Giving gifts and using irrevocable or charitable trusts to pass on a portion of your assets helps you lower or altogether avoid hefty estate taxes.
The estate tax is a tax levied on the net value of the estate of a deceased person before his assets are distributed to the heirs. By decreasing the net value of your estate via the smart use of trusts and gifts, you decrease your tax liability. Estate-planning experts understand how to create a strategy that passes more of your assets to your heirs and less to Uncle Sam. Regardless of how tax laws may change in Congress in coming years, having an estate plan and updating it regularly is critical. A smart plan implements tools, such as trusts and life insurance, to reduce or even eliminate the estate tax and sidestep financial strife and bitter arguments between beneficiaries. Current law only taxed individuals with more than $5 million. Couples can shelter $10 million in assets from estate taxes. Therefore, only very wealthy people need to be concerned with avoiding estate taxes.

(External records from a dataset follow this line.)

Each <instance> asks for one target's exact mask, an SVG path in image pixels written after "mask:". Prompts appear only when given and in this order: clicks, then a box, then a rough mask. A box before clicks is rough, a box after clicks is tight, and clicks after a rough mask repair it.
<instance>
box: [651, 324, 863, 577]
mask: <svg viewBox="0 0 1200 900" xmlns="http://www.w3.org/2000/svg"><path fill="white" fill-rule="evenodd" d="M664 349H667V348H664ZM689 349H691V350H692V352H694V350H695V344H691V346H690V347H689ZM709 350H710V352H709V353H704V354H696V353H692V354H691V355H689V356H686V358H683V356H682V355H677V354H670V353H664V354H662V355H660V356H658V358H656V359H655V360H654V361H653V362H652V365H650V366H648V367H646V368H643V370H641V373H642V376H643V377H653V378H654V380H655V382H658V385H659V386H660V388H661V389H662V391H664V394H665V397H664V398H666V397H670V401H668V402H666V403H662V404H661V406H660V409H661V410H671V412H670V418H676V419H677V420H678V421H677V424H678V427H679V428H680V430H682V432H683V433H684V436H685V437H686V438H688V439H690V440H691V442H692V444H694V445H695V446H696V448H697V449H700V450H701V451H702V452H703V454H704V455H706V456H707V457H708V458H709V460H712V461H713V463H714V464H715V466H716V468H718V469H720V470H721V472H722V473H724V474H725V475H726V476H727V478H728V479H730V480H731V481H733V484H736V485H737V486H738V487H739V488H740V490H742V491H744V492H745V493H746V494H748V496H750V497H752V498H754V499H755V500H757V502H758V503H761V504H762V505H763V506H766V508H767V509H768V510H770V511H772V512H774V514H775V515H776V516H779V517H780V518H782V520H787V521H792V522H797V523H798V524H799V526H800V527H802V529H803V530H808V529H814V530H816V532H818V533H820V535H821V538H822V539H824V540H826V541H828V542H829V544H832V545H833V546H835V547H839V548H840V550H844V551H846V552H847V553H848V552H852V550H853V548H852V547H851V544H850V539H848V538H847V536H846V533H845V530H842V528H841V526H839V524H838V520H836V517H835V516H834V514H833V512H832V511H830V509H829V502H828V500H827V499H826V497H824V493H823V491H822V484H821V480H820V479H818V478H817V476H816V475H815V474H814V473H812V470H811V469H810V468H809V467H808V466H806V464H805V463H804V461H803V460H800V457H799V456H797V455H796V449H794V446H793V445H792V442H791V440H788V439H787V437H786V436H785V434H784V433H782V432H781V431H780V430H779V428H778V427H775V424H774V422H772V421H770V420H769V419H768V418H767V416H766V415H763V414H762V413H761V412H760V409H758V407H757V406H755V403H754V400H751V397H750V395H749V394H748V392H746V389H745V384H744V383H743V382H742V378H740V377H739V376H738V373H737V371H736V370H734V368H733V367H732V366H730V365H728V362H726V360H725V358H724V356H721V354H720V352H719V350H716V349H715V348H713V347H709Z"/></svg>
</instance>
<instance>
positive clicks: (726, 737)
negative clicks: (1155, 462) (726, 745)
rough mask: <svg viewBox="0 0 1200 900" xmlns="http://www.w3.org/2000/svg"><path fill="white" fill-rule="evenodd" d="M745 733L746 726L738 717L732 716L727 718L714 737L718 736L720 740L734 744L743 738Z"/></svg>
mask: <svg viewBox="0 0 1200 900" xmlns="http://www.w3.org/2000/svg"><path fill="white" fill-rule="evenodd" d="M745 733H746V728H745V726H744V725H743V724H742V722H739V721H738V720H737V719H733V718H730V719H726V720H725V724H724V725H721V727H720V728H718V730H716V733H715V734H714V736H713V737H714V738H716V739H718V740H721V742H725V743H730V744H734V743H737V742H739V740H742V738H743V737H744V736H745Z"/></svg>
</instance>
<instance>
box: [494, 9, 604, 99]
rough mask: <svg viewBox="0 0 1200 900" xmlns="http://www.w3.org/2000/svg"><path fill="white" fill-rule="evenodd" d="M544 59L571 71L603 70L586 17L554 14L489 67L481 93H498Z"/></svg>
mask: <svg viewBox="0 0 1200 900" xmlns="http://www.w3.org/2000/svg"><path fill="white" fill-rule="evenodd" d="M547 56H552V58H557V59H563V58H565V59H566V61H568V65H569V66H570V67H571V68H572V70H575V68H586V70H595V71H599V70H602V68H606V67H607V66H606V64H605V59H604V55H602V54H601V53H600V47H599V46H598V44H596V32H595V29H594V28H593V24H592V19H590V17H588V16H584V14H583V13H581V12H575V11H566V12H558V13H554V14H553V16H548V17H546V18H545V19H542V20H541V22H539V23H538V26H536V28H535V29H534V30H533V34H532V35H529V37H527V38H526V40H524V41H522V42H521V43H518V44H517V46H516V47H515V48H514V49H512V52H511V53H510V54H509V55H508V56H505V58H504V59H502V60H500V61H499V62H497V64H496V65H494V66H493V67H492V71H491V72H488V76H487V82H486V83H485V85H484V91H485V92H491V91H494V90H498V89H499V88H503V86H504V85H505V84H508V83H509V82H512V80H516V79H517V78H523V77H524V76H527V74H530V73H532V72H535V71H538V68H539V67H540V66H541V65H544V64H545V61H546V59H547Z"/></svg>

Gift-giving: A Way to Reduce Estate Tax
Giving away money during your lifetime decreases the value of your taxable estate. How this works: You’re allowed to gift as many individuals you like, up to $13,000 each year without tax consequences. However, monetary gifts over $13,000 are subject to the gift tax. You get gain a tax credit, though, that allows you to give away up to $1 million during your lifetime without taxation. When you pay someone’s higher education or medical expenses directly, there is no limit on how much you can give. Those who are not taxable should consider the possibility of the need for long term care. If you or your spouse needs nursing home care, often Medicaid is the best way to pay for a skilled nursing facility. Gifts can cause Medicaid ineligibility periods which can cost seniors thousands of dollars in private pay to the facility.
Trusts Earn Interest and Disburse Annual Payouts
Trusts, one of the most popular tools for lowering your net value to reduce estate-tax liability, can cost anywhere from $2,000 to $20,000 to set up, with most averaging $2,000 to $5,000. While setting up an irrevocable trust is pricey, it’s also complicated. The most attractive form is the grantor-retained annuity trust, or GRAT, which entails the transfer of assets to a trust that usually lasts five years. You receive annual payments from the trust, based on an interest rate the IRS establishes. Payments are calculated so that the GRAT zeroes out by the end of the term. What this means is you will have received your deposited assets back plus interest. Any appreciation above the interest rate can go to the beneficiaries of the trust. Giving money to your favorite charity through the use of trusts also cuts your estate tax liability. In a charitable remainder trust, or CRT, donors receive annual disbursements from the trust until the end of the term, at which point the charity receives the balance.